By Brittany Hale
Anyone who has turned on daytime TV to see a “real life” court-drama knows that renting can be messy. Just as renters have obligations that they must fulfill, so do landlords. Although many people are happy with their landlords, many more will have to deal with landlords who simply won’t play by the rules. Thankfully, Washington State law ensures fair treatment for tenants. As long as you are familiar with your rights and the law, you have a fair shot at a good renting experience.
When moving into a new place, your landlord must provide you with several items. The first and most important document they must provide is a lease. It is important to read the terms of your lease carefully and always keep a hard copy. If your landlord has you sign an electronic lease, make sure to print it out. Essentially, a lease lays out the terms of your rental. For instance, how long you will be occupying the unit, the monthly rent, and the amount owed to the landlord for deposit.

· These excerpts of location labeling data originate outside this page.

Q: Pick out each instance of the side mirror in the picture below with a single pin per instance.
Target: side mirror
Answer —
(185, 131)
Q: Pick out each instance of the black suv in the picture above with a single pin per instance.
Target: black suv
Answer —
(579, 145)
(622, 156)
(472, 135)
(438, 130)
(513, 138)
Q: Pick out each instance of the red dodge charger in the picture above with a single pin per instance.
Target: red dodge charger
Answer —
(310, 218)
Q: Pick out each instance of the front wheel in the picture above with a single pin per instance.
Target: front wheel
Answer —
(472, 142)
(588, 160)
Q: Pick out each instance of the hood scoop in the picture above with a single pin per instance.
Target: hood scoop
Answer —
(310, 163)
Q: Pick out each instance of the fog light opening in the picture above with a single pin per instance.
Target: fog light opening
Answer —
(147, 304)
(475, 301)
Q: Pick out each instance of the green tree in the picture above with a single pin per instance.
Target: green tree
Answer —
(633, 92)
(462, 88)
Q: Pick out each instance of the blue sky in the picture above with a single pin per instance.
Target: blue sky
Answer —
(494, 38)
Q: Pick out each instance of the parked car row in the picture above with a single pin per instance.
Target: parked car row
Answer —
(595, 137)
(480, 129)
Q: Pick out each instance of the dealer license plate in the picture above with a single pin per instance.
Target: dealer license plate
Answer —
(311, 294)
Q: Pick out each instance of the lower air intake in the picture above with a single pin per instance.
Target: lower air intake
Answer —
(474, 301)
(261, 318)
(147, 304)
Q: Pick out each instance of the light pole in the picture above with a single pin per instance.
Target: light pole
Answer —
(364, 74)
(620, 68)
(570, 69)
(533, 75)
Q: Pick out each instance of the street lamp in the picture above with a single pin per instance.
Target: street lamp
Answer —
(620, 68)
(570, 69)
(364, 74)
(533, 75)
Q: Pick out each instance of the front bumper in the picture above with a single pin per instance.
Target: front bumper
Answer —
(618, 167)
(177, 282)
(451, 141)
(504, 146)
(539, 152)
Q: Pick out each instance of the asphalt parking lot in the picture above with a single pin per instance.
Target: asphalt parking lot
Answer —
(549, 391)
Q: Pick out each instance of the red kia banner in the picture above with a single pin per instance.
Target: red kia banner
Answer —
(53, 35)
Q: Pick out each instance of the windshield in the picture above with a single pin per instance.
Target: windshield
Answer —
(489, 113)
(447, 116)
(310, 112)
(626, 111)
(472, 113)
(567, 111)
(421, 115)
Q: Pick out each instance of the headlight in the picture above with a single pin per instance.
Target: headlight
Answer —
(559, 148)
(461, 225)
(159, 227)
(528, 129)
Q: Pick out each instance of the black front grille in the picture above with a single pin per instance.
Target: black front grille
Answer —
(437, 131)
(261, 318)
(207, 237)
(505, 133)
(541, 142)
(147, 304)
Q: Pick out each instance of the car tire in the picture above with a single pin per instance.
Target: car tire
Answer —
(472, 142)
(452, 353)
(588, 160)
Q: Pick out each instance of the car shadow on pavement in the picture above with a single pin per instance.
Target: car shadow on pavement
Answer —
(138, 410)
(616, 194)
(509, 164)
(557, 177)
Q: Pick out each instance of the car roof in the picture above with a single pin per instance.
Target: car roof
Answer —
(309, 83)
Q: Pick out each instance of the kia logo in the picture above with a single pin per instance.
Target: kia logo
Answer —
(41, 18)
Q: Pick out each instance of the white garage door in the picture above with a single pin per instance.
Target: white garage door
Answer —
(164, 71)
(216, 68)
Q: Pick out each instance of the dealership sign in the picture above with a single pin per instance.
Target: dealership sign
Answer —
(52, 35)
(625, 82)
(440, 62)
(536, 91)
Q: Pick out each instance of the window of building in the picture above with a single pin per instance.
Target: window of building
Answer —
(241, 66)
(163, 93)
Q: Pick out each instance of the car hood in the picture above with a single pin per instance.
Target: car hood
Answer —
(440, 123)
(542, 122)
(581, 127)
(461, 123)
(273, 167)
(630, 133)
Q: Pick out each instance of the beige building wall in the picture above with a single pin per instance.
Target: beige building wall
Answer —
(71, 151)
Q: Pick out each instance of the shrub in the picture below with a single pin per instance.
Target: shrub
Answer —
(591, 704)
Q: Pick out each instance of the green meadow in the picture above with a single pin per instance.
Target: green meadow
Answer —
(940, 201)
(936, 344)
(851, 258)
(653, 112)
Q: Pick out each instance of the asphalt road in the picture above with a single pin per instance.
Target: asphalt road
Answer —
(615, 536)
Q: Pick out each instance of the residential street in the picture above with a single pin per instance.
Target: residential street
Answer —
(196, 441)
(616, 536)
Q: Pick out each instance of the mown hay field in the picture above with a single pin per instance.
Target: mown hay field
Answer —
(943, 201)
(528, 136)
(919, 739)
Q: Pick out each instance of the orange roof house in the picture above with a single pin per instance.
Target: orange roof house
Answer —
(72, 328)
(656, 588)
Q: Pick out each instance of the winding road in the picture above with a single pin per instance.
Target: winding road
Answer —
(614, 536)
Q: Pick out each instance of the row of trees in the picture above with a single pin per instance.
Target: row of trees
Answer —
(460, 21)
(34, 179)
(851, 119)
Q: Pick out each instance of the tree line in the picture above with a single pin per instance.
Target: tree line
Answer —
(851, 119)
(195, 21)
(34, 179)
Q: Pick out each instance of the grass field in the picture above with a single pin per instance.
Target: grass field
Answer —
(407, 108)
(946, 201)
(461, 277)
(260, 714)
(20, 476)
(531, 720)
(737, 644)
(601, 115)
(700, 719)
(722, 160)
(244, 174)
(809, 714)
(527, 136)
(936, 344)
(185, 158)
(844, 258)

There are several types of deposits that a landlord will typically ask for. If your landlord requires a refundable deposit from you, you are entitled to a move-in checklist. The checklist will allow you to document pre–existing damages to your home before moving in. When filling it out, don’t hesitate to add anything and everything to the list and make sure that the landlord signs it. Keep this somewhere safe with a copy of your lease. Some landlords will have nonrefundable deposits, which are usually set aside for things like cleaning. If a deposit is nonrefundable, it must say so in the lease.
While living in your rental, you might need to contact the landlord to make repairs. If you find that something in your apartment or home has broken, notify the landlord immediately and in writing. Always keep a copy of any correspondence with your landlord. If something major like electricity or heating is busted, the landlord has up to twenty-four hours to begin repairs. If your refrigerator or plumbing fixtures are broken, the landlord has seventy-two hours to begin repairs.

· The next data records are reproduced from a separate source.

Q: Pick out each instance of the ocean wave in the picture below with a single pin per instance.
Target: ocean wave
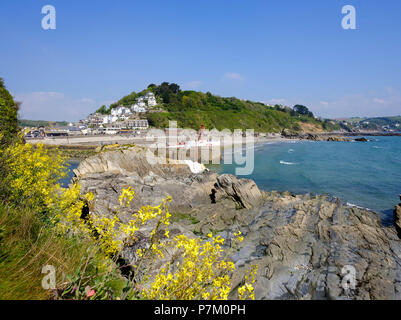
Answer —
(287, 163)
(356, 206)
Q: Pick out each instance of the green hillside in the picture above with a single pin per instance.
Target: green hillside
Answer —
(192, 109)
(377, 123)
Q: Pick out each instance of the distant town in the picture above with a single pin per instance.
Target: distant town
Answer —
(123, 119)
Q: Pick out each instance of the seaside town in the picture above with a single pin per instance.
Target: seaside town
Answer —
(122, 120)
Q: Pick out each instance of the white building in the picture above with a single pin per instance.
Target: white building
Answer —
(137, 108)
(109, 119)
(120, 111)
(151, 99)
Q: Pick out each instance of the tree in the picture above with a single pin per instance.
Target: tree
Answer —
(102, 110)
(8, 115)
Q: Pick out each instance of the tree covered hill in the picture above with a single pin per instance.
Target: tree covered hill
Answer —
(192, 109)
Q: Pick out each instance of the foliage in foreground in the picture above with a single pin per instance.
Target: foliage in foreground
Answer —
(43, 224)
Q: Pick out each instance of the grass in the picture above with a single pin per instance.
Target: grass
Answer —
(27, 243)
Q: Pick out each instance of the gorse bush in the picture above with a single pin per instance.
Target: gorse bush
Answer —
(192, 268)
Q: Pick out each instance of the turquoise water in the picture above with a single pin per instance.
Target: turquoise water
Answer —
(71, 166)
(363, 174)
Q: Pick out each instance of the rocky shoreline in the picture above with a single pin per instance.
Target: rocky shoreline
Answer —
(301, 243)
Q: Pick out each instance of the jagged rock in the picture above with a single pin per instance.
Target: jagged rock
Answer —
(397, 218)
(244, 192)
(300, 243)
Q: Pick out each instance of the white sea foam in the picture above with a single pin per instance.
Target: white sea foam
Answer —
(356, 206)
(287, 163)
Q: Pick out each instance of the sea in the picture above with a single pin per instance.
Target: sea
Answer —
(363, 174)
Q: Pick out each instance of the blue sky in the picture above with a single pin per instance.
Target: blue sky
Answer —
(286, 51)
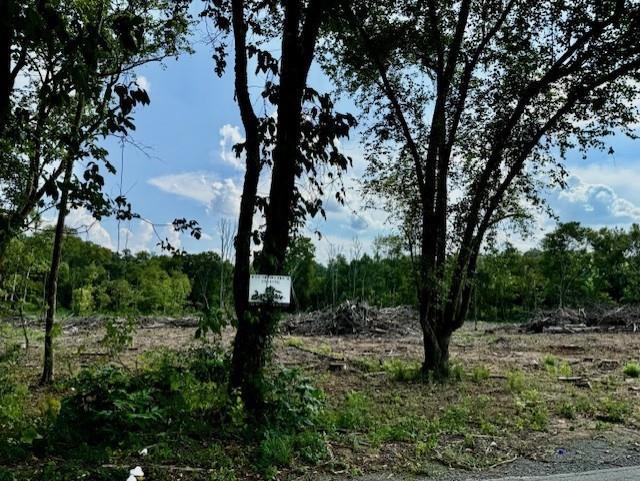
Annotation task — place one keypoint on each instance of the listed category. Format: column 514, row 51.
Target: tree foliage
column 471, row 107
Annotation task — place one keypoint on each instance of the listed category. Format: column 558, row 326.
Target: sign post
column 270, row 290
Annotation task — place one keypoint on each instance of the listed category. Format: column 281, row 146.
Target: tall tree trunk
column 256, row 326
column 6, row 39
column 244, row 358
column 52, row 278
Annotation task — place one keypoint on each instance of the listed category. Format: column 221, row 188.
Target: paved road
column 618, row 474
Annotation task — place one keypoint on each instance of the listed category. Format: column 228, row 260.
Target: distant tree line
column 96, row 280
column 573, row 266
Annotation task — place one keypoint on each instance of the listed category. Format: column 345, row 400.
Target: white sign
column 269, row 289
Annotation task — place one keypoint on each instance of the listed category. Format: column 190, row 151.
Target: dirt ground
column 522, row 403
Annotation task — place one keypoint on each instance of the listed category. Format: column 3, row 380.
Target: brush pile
column 592, row 319
column 354, row 319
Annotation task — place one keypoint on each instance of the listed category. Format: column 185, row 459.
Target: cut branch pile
column 591, row 319
column 354, row 318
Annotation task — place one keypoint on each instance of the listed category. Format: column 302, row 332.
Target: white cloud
column 143, row 83
column 229, row 136
column 219, row 196
column 88, row 228
column 138, row 240
column 596, row 204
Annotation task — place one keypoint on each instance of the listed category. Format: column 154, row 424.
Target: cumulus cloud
column 143, row 83
column 219, row 196
column 88, row 227
column 142, row 238
column 229, row 136
column 594, row 204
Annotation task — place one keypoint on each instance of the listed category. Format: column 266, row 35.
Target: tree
column 226, row 230
column 481, row 98
column 566, row 263
column 67, row 54
column 300, row 264
column 295, row 137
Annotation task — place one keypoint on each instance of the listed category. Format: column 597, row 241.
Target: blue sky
column 181, row 166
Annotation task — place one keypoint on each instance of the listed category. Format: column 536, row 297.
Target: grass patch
column 613, row 411
column 632, row 369
column 556, row 366
column 516, row 381
column 480, row 373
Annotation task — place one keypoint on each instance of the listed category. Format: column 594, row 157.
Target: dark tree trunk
column 52, row 278
column 436, row 349
column 245, row 358
column 6, row 39
column 256, row 326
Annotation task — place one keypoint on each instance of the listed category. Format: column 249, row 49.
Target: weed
column 480, row 373
column 455, row 372
column 567, row 410
column 354, row 412
column 294, row 342
column 534, row 413
column 516, row 381
column 275, row 451
column 311, row 447
column 402, row 371
column 556, row 366
column 632, row 369
column 613, row 411
column 550, row 361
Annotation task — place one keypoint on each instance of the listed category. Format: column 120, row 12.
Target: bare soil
column 486, row 420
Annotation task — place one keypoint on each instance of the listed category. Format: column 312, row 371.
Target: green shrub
column 534, row 413
column 311, row 447
column 354, row 413
column 480, row 373
column 293, row 402
column 557, row 367
column 275, row 451
column 110, row 402
column 567, row 410
column 632, row 369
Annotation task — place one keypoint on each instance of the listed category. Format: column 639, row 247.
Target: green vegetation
column 632, row 369
column 107, row 412
column 510, row 284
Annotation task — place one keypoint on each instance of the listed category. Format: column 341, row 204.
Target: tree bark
column 52, row 278
column 256, row 326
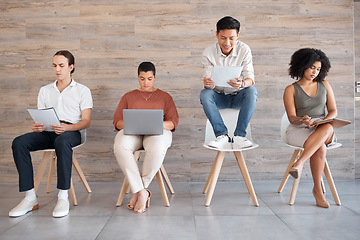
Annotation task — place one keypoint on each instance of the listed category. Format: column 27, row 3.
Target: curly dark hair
column 304, row 58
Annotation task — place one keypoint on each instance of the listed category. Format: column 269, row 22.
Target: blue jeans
column 245, row 100
column 63, row 144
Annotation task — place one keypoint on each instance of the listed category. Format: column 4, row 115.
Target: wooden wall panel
column 110, row 38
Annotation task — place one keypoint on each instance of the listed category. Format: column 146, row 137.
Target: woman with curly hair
column 307, row 101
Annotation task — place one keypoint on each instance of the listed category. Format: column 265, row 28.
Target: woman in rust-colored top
column 146, row 97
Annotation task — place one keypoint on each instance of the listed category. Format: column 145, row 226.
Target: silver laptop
column 143, row 121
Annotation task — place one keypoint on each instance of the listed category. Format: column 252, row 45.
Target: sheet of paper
column 45, row 116
column 222, row 74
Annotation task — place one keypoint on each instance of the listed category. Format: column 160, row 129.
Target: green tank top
column 315, row 107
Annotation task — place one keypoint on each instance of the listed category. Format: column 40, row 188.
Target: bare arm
column 330, row 103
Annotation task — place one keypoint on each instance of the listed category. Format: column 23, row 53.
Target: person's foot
column 24, row 207
column 320, row 200
column 241, row 142
column 222, row 141
column 143, row 201
column 62, row 208
column 296, row 170
column 132, row 202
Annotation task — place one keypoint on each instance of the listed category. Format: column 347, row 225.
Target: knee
column 17, row 143
column 206, row 95
column 61, row 143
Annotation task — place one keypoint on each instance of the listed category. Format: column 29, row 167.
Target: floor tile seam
column 277, row 216
column 101, row 230
column 14, row 225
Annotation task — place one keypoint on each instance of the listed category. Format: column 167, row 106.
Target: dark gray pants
column 63, row 144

When you reach the end of your lease, you have a decision to make. Your landlord will typically send you a notice thirty to sixty days before your lease is ending. Depending on where your live, your monthly rent may go up a lot of you decide to occupy the premises month-to-month. If you decide to move out, you must give the landlord at least twenty days written notice. Make sure to provide them with a forwarding address. If you want your deposit back, you must clean! Before you leave, take time stamped photos of the condition of the place as you left it. If you can, do a move-out walkthrough with your landlord. After moving out, your landlord has fourteen days to send you a letter detailing why they’re withholding your deposit or a check for your deposit. If the landlord fails to do this, then you are entitled to a full refund.
Overall, this is barely skimming the surface of landlord–tenant laws here in Washington State. If you’re unsure as to whether or not your landlord is handling an issue correctly, go online. Online you can access the Landlord-Tenant Act directly and many other publications dealing with renter’s rights.